第104話 材料は揃っている!

「ホントにやるの?篠宮先生?」


 珍しいウォルフの怪訝けげんそうな質問に、篠宮は胸を張る。というか、ここまで材料をそろえたらやるしかないだろう。


「出来るよ!そりゃあ完璧な物は出来ないだろうけどさ。いいじゃない、少しくらいいびつでも」


「……かなわねぇなあ」


 ウォルフはそう呟くと、何やら乳鉢で粉末を作る作業に戻った。大きな手で鉢を押さえ、ゴリゴリと何かをすり潰していた。


 サクラも黙って同じように粉末を作っている。すでにいくつかの乳鉢が並んでいた。


 そこへ篠宮は家庭科室でもらって来た物も一緒に並べる。


 サクラは横目でチラッとそれを見ると、篠宮に話しかける。


「……アレはどうやって購入したのだ?」


 サクラが言うのは、理科室の隅に置かれたスーツケースの中身だ。もちろん篠宮の私物だが、その中には衣服や日用品などは入っていない。休みの日に篠宮が外出してある物を購入し、町のゲートをノーチェックでパスして持ち込んだのだ。


「アレですか?アオバヤマ町の外ならネットで売ってました!」


 ずるっとサクラがコケる。


「そ、外では簡単に買えるのか?」


「そうですねー、買えたし材料も揃って来ているんですけど……」


 そこへ軽いノックの音がして、ヒョコッと白井ユキが顔を覗かせた。


「篠宮先生、お客様ですよー」


 見ればユキの後ろに小柄な男性が立っていた。
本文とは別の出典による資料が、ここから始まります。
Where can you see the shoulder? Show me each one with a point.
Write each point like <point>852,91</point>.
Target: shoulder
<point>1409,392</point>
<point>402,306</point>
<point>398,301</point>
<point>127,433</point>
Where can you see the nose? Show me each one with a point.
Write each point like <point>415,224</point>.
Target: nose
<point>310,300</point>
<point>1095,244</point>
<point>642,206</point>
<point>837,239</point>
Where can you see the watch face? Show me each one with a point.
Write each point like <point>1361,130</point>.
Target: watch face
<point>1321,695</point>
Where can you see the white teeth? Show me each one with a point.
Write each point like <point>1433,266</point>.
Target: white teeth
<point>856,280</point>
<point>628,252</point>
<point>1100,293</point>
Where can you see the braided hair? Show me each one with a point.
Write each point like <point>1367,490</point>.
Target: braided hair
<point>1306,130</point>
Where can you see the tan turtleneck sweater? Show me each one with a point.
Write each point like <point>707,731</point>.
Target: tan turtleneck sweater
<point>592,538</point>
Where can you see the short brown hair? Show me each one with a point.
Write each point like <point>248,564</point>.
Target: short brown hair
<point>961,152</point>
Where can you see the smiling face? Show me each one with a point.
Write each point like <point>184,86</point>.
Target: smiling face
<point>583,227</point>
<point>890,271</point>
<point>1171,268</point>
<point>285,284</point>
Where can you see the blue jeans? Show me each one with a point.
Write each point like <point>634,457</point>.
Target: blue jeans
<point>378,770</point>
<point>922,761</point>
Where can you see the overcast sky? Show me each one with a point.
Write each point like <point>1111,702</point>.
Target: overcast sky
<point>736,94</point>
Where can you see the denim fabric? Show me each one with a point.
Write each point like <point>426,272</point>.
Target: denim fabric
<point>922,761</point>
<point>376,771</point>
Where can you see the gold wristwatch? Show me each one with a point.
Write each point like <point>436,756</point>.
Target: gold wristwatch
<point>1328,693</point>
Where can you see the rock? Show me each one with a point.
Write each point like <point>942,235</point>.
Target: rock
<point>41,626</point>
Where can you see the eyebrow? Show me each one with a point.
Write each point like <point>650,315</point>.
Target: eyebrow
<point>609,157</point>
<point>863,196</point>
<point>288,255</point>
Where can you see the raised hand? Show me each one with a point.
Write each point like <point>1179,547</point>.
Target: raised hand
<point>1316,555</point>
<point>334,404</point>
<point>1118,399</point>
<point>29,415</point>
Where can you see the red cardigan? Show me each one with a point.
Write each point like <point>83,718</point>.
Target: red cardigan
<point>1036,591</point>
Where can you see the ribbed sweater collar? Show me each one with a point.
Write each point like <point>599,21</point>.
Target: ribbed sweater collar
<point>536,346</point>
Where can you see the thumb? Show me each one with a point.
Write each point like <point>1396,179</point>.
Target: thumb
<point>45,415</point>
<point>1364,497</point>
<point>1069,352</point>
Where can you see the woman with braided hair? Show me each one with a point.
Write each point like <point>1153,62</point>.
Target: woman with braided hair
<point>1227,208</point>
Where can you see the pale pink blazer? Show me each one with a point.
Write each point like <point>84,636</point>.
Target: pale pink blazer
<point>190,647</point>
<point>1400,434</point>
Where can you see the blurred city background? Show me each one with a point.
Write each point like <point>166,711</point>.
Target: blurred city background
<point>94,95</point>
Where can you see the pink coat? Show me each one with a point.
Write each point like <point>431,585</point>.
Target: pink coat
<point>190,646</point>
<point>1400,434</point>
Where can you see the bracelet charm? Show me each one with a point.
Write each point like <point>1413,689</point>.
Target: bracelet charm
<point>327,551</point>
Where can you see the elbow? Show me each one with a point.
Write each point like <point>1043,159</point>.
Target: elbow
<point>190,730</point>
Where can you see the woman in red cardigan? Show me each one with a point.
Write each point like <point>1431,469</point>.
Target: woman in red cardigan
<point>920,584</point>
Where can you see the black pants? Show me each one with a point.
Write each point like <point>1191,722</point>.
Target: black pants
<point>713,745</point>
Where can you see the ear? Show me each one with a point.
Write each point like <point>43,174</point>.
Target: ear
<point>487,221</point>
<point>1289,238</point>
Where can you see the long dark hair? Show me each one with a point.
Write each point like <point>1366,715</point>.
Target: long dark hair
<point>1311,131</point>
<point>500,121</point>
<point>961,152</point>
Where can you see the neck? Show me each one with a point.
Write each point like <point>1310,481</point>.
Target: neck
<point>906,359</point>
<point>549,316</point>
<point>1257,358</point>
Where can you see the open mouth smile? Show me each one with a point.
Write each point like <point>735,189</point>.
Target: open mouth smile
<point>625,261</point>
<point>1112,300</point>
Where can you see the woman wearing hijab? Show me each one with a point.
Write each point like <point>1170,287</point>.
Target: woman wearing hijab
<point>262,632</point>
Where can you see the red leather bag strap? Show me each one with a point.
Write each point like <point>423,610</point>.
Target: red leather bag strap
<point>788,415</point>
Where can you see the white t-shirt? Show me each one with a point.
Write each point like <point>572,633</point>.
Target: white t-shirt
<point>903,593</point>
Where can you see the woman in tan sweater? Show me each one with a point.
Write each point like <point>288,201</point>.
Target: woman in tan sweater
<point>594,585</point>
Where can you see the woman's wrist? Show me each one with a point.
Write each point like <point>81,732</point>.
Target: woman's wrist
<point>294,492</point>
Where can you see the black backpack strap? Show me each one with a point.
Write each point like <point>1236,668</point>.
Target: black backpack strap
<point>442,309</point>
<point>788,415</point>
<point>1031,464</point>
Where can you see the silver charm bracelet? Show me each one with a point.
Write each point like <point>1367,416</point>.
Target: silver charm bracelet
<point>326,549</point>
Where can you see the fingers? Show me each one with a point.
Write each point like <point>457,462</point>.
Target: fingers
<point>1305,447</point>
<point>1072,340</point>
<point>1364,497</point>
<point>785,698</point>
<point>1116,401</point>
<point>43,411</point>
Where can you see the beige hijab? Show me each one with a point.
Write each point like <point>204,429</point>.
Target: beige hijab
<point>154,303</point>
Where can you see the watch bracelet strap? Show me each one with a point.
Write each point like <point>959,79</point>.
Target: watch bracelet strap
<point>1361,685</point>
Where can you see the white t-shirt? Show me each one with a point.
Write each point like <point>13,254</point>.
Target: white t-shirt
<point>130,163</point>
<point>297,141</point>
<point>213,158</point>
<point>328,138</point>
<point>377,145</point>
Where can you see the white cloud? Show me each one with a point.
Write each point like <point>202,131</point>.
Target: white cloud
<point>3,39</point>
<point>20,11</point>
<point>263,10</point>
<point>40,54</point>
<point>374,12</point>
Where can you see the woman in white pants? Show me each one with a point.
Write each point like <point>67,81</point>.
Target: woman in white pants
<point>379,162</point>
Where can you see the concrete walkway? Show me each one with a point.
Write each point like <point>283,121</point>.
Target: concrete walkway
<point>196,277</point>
暑いのに作業服にきちんと身を包み、大きな黒いマットを丸めて抱えている。


「どうも……常葉ときわです」


「あっ、トキワ工務店のおっちゃん!何してんの?」


 ウォルフの脳天気な声に、リリが眉をしかめる。


「うるさい奴だな。少しは頭を働かせろ」


「なんだとう?」


 リリは食ってかかるウォルフを鼻で笑った。


「トキワさんは元研究所の所員で危険物取扱いと火薬保安責任者の資格所持者だぞ」


「あっ、そっか」


 ウォルフは納得いったとばかりに素直にうなずく。そして篠宮が笑顔でトキワを迎え入れた。





「まずはコレね。これを部屋の入り口に敷く」


「除電マットですね」


 篠宮の返事に頷きながら、トキワは持って来た黒いマットを床にササっと敷いた。


「静電気は大敵だよ。これからはこの上を通ってから室内に入るようにね」


 トキワは声をかけながら、ゆっくりと理科室にいる皆の顔を見回した。彼なりに思う所があるのだろう、感慨かんがい深げに「大きくなったなぁ」と呟いた。


「前に会った時は、こんなに小さかったのに」


「いつの話だよ」


 ウォルフが突っ込む。


「いやいや、私は町で皆を見かけるくらいだからね。学校から出て来ないβの君らと会うのは全く何年ぶりだろうか」


 ウォルフは少し動揺してリリを見た。そんなに久しぶりだとは感じなかったのだ。リリは的確に答える。


「お前は嗅覚で人を覚えているから、久々に会っても覚えているのだ。私は作業服の名前を見るまでわからなかったぞ」


 そう言われて、ウォルフは目を逸らして鼻の頭をかいている。どうやら照れ臭いらしい。